J’ai créé et dirigé trois écoles, deux en France et une en Italie, j’ai un peu d’expérience dans ce domaine et après mon départ de Bordeaux je ne voulais plus enseigner en France, je considérais que c’était peine perdue, que l’enseignement supérieur avait ravagé les enseignements professionnels…et puis j’ai rencontré Thierry Pariente qui est directeur de l’ENSATT (Ecole Nationale Supérieure des Arts et Techniques du Spectacle, installée à Lyon depuis 97). On m’a proposé un beau projet, Le Songe de Shakespeare avec les acteurs et Le Songe de Britten avec les musiciens au Conservatoire. Un diptyque pour lequel je vais essayer de les aider.
   Je suis cependant assez pessimiste sur ce qu’on peut appeler l’école française. On s’est trompé d’aiguillage.

C'est-à-dire ?
Il faut privilégier les grands fondamentaux. Je me suis donné comme mission personnelle d’écrire un catalogue des écoles du jeu en Europe, de leurs spécificités, d’indiquer à quel mouvement esthétique elles étaient liées et quel était l’art de l’interprétation dans ces différentes écoles. C’est quantifiable et transmissible, sauf qu’on semble sciemment vouloir l’ignorer. C’est dommage parce que pour pouvoir maîtriser son instrument, trouver sa liberté et pouvoir se réinventer aujourd’hui, il faudrait, tout comme en musique, avoir une vraie maîtrise des styles de jeu. En France, nous sommes en retard. Il faut jouer en conscience. On ne joue pas Shakespeare comme on joue Molière, Koltès , les Italiens, de même qu’on ne joue pas Mozart comme du free jazz ou de la variétoche. Les interprètes ont besoin d’avoir une vraie caisse à outils, et elle existe. Si j’ai accepté l’invitation à Lyon, c’est par sympathie, des liens se sont créés et ma compagnie paie la taxe d’apprentissage à cette école. Je souhaite m’inscrire physiquement dans les géographies dans lesquelles je travaille.
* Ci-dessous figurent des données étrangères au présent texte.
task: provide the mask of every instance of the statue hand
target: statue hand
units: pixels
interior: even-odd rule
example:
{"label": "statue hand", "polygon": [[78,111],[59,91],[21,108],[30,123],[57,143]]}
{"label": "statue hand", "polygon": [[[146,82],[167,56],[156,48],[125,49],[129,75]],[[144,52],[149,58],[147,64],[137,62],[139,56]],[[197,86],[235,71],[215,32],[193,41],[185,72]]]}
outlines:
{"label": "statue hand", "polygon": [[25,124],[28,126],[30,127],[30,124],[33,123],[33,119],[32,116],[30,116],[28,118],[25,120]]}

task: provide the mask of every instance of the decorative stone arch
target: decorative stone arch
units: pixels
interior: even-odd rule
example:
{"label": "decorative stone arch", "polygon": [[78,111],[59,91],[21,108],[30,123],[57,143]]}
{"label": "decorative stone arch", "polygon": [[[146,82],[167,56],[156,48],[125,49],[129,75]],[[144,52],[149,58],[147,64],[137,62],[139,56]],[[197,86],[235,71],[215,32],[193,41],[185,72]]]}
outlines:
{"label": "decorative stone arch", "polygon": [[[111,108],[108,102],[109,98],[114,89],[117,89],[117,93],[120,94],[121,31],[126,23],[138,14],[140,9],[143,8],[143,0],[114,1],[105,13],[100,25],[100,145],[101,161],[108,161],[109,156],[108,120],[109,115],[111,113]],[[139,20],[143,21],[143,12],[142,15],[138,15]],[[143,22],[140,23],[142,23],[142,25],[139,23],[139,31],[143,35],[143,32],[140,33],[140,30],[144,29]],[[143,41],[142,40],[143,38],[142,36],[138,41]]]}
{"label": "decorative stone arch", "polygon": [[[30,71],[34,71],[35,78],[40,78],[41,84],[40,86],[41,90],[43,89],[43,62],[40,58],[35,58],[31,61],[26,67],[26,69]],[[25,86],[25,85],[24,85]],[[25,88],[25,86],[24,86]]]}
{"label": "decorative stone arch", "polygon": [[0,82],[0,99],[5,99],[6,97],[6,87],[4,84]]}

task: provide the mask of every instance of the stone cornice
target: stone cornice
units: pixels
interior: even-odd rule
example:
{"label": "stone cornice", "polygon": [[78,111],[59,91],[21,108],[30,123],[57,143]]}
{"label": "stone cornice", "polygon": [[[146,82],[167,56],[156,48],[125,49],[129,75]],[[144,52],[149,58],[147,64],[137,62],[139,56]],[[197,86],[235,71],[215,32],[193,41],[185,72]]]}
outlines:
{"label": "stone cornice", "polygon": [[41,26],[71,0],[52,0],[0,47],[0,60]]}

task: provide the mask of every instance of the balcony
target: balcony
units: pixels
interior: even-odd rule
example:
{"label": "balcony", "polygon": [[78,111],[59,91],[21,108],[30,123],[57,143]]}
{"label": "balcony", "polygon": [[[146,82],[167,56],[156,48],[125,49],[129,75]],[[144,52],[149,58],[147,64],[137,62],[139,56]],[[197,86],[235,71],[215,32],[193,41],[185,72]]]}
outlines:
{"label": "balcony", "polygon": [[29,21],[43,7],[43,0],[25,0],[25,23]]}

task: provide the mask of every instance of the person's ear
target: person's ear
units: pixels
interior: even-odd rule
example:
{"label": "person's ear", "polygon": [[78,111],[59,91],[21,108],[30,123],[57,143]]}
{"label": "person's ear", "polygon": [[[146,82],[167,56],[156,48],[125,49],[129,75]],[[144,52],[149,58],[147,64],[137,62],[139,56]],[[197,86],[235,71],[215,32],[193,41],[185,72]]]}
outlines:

Votre mise en scène d’Arturo Ui est limpide de réalisme cynique.
Oui, parce que le cartel, c’est aussi le Médef. Pour jouer ce théâtre, il faut être sincère dans l’instant et en même temps être manifeste. Etre dans une esthétique totalement immédiate, signifiante car le sens doit être balisé par des signes forts comme le fait que nous soyons dans une banque qui est à la fois une morgue et le siège d’une grande organisation internationale. Ce sont ces signes qui permettent de dégager les acteurs d’un théâtre de foire afin qu’ils soient dans une crédibilité télévisuelle. C’est un théâtre immédiat qui exige d’inventer l’endroit d’où on parle, de le définir.

Bien qu’on sente venir le final, on est surpris par sa force. Tout le public ressent cette force.
Le texte de Brecht ,à la fin, me semblait plus faible que le silence. J’ai décidé de travailler avec notre réalité. C’est une mise en scène de circonstance. Je ne souhaite pas voir arriver au pouvoir les marchands de peur, quels qu’ils soient.